16.8.13

Centre moves SC against order disqualifying MPs

Backed by all political parties, the Centre moved the Supreme Court seeking review by a five-judge constitution bench of its ruling directing immediate disqualification of MPs and MLAs on being sentenced to more than two years in a criminal case.
The Centre sought open court hearing of its petition, which also sought review of the two-judge bench’s July 10 judgment which had delivered a second blow to politicians by barring them from contesting elections while in police or judicial custody.
The government had earlier planned to seek to amend the Constitution to nullify the SC’s verdict. The parliamentary affairs ministry in its 36-page review petition, annexing it with the court’s two judgments running into 61 pages, said the question of disqualification of MPs and MLAs upon conviction was not open for reconsideration by a two-judge bench since a five-judge bench had in 2005 decided the issues in favour of elected representatives, taking them as a separate class in the K Prabhakaran vs J Jayarajan case. Prior to the July 10 ruling, which sent shock waves among political parties, an MP or MLA could continue in Parliament or assembly unaffected by the judicial verdict imposing more than two year sentence on him in a criminal case if he appealed against it before a higher court within three months.

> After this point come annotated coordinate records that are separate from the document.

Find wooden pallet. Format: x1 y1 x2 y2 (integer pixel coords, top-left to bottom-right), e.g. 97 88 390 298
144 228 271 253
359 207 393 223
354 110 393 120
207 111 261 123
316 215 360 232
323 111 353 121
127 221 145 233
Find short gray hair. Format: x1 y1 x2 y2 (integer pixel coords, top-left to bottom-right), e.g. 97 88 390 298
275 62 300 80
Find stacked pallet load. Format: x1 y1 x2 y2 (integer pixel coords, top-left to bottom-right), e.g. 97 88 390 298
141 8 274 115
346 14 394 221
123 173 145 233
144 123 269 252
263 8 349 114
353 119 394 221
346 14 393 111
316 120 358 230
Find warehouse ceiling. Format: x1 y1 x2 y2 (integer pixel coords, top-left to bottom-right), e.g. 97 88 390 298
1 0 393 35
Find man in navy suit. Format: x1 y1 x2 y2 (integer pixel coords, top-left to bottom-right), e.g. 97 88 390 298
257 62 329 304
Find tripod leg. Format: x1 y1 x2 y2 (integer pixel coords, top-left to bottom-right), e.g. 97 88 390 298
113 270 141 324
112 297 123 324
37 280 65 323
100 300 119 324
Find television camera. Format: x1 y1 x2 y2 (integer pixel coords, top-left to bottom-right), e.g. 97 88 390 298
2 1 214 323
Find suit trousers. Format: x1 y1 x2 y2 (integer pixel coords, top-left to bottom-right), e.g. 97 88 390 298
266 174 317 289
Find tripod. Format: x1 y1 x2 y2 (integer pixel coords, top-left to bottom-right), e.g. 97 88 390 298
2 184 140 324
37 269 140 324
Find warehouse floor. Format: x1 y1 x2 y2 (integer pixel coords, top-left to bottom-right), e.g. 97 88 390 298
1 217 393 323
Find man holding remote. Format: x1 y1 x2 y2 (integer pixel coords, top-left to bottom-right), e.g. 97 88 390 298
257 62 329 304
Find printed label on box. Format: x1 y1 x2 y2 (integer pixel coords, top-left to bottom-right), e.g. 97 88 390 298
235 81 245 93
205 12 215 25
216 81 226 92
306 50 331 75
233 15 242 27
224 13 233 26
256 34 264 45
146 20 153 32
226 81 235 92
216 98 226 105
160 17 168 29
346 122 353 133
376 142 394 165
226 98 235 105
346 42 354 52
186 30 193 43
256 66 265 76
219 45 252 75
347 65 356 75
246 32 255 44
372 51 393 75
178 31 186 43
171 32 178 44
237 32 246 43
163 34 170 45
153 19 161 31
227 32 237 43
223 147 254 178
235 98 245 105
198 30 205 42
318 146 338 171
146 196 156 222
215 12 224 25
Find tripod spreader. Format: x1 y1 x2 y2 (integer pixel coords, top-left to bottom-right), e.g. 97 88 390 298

Major political parties barring the BSP have opposed any restriction on them in announcing freebies in election manifestos, claiming that this was their prerogative. The Election Commission had convened a meeting of various national and regional political parties to seek their views on the issue of freebies offered by them in poll manifestos and framing of guidelines thereof. SC’s July 10 order was a landmark

Existing laws bar arrested persons and undertrial prisoners from casting vote in an election but there is no bar for a person in police or judicial custody to file nomination and contest election.
The SC’s July 10 judgment took away an arrested person’s right to contest elections, making political parties wonder whether it would give a handle for misuse by the ruling dispensation, which could easily debar important opposition leaders from the poll arena by merely arresting them on the eve of filing of nominations-.Though the UPA government and political parties had considered the option of constitutional amendment to nullify the July 10 judgment, the Centre decided to opt for a review petition to serve twin purposes – it could be more expeditious and not give an impression of executive overreach of Supreme Court’s judgment.
The review petition, drafted by two additional solicitors general, Paras Kuhad and Siddharth Luthra, and vetted by attorney general G E Vahanvati, argued that the two-judge bench ought to have referred the two questions – disqualification of elected representatives on convictions with more than two years sentence and barring arrested persons from contesting – to a five-judge bench since a similar dispensation had already settled the important constitutional questions agreeing with Parliament’s view and existing laws.
It raised a preliminary objection – a two-judge bench could not have taken up the questions for hearing as they involved testing validity of important constitutional provisions which under Article 145(3) had to be heard by a minimum of five judges of the Supreme Court.
It said Parliament, in its wisdom, had allowed MPs and MLAs to retain their seats on filing of appeal against their conviction within three months mainly because if their convictions were set aside later by a higher court, it could give rise to an anomalous situation where the seat would still remain vacant because there was no provision to retrospectively fill up the seat vacated seat by a disqualified member. Referring to Section 8(4) of the Repesentation of People’s Act, which the apex court on July 10 nullified in its judgment, the Centre said the order rendered MPs and MLAs remedy-less since the disqualification would not be wiped out from the date of conviction.
In K Prabhakaran’s case, the apex court had taken note of compulsions of ruling coalitions surviving on razor thin majority and said that disqualification of members from the date of conviction without providing them the benefit of Section 8(4) of RP Act would have a deleterious effect on the functioning of government.